Your options are limited. I know that sounds inconceivable considering there are "hundreds" of different content management systems; but what do they all have in common? Until Percussion has decided to do things differently all the CMS market has to offer is a development platform that requires a custom implementation. No matter what platform you select, you follow the same process; identify information architecture, taxonomy, design, and finally content. Trust me it frustrates me that there are hundreds of Content Management Systems out there, and I continue to learn about new systems every week.

All of these stages will require a custom build or fully integrated web/core business applications. While commercial systems are built through APIs; in Open Source they are built by stacking modules. This makes your CMS home to all of your central web applications. This may explain why most websites are a constant work in progress, as simple tasks over time become more and more cumbersome.

In the end, backwards compatibility is a growing concern as technologies are innovating at an extremely rapid rate. Due to the amount of resources required and often the minor benefits offered by each product release you choose to push out your upgrade. You continue to do this with your web technology for 3-5 years until you "blow up your site" and start all over. Is this really the path to getting the biggest return on your investment?

What's the answer?

Give yourself options. Take a best of breed approach and separate your technologies. This creates an agile environment for your organization. It allows you to keep your developers on core application development, infrastructure, and necessary integrations.

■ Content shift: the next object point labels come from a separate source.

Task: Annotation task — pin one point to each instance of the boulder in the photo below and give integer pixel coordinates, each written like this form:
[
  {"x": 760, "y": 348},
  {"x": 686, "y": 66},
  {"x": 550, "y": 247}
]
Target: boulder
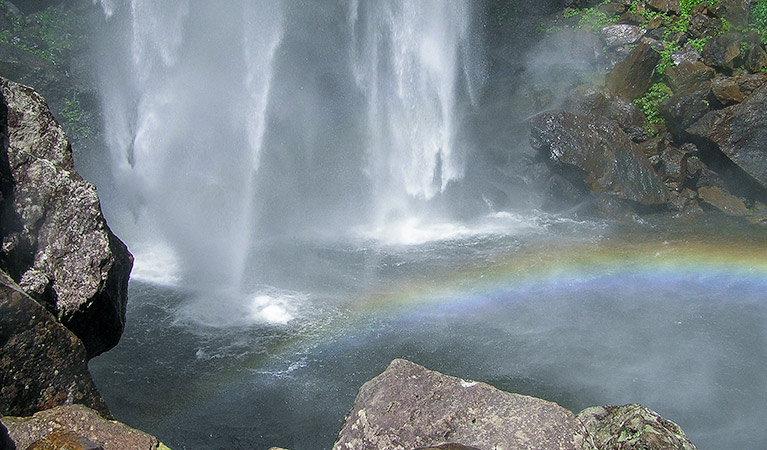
[
  {"x": 632, "y": 427},
  {"x": 55, "y": 241},
  {"x": 723, "y": 201},
  {"x": 739, "y": 132},
  {"x": 42, "y": 364},
  {"x": 722, "y": 51},
  {"x": 596, "y": 152},
  {"x": 408, "y": 406},
  {"x": 665, "y": 6},
  {"x": 621, "y": 34},
  {"x": 726, "y": 91},
  {"x": 631, "y": 77},
  {"x": 76, "y": 422}
]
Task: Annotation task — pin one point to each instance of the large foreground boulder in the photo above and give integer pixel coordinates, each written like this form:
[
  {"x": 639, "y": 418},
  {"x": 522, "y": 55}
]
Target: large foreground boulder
[
  {"x": 595, "y": 152},
  {"x": 632, "y": 427},
  {"x": 42, "y": 364},
  {"x": 65, "y": 424},
  {"x": 409, "y": 407},
  {"x": 740, "y": 133},
  {"x": 55, "y": 241}
]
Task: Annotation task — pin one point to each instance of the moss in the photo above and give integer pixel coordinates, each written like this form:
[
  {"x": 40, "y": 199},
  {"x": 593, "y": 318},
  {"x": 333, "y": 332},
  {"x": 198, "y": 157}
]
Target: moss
[{"x": 651, "y": 101}]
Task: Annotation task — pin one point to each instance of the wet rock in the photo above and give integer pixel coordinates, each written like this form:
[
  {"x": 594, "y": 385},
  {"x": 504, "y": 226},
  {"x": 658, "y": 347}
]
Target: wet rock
[
  {"x": 631, "y": 77},
  {"x": 672, "y": 165},
  {"x": 734, "y": 11},
  {"x": 686, "y": 54},
  {"x": 632, "y": 427},
  {"x": 42, "y": 364},
  {"x": 665, "y": 6},
  {"x": 754, "y": 56},
  {"x": 739, "y": 132},
  {"x": 702, "y": 25},
  {"x": 722, "y": 51},
  {"x": 723, "y": 201},
  {"x": 408, "y": 406},
  {"x": 687, "y": 107},
  {"x": 77, "y": 420},
  {"x": 596, "y": 153},
  {"x": 55, "y": 239},
  {"x": 688, "y": 75},
  {"x": 726, "y": 91},
  {"x": 64, "y": 440}
]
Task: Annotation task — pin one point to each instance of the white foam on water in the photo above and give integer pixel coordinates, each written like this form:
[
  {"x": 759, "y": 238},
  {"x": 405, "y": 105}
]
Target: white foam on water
[
  {"x": 413, "y": 231},
  {"x": 227, "y": 309}
]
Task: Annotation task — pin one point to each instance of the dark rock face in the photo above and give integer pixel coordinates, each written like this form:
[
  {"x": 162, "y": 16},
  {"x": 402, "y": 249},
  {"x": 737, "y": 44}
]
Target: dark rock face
[
  {"x": 80, "y": 423},
  {"x": 631, "y": 77},
  {"x": 597, "y": 152},
  {"x": 42, "y": 364},
  {"x": 409, "y": 406},
  {"x": 740, "y": 133},
  {"x": 632, "y": 427},
  {"x": 55, "y": 241}
]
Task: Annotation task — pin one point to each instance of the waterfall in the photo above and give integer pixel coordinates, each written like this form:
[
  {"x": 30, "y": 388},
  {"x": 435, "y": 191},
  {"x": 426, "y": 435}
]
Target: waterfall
[
  {"x": 230, "y": 122},
  {"x": 185, "y": 111}
]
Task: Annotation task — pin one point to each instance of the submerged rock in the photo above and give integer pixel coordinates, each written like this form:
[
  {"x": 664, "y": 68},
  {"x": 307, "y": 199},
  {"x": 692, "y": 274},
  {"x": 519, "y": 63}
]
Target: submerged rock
[
  {"x": 79, "y": 423},
  {"x": 632, "y": 427},
  {"x": 42, "y": 364},
  {"x": 55, "y": 241},
  {"x": 408, "y": 406},
  {"x": 596, "y": 152}
]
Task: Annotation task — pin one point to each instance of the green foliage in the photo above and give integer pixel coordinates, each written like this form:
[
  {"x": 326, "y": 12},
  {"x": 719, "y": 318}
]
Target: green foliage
[{"x": 650, "y": 103}]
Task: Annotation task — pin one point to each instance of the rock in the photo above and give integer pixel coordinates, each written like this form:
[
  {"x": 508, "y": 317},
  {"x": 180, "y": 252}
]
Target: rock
[
  {"x": 408, "y": 406},
  {"x": 722, "y": 51},
  {"x": 42, "y": 364},
  {"x": 687, "y": 107},
  {"x": 631, "y": 77},
  {"x": 688, "y": 75},
  {"x": 723, "y": 201},
  {"x": 754, "y": 56},
  {"x": 80, "y": 422},
  {"x": 702, "y": 26},
  {"x": 665, "y": 6},
  {"x": 54, "y": 238},
  {"x": 632, "y": 427},
  {"x": 726, "y": 91},
  {"x": 64, "y": 440},
  {"x": 596, "y": 152},
  {"x": 686, "y": 54},
  {"x": 739, "y": 132},
  {"x": 621, "y": 34},
  {"x": 734, "y": 11}
]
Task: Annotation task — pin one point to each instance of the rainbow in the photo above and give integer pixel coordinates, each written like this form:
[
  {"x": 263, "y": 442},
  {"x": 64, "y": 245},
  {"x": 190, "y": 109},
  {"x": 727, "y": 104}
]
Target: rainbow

Separating your content from code allows non-technical users to perform daily web tasks with no complexity within a powerful and simple interface.

Stop allowing yourself to believe your unique business needs demand an entirely customized environment, and realize the benefits a simplistic approach to each element of your marketing strategy. This divide and conquer mentality will maximize productivity across multiple if not all of your departments, and increase your bottom line. At the end of the day your ability to get fresh content to the web trumps your ability to serve a small select amount of content to your visitors. Regardless of organizations sales cycle prospects are constantly browsing their website trying to figure out if they want to invest in your products/services. Consistently having new information on your site will help separate you from your competition, and it's about time that more people got involved in that process.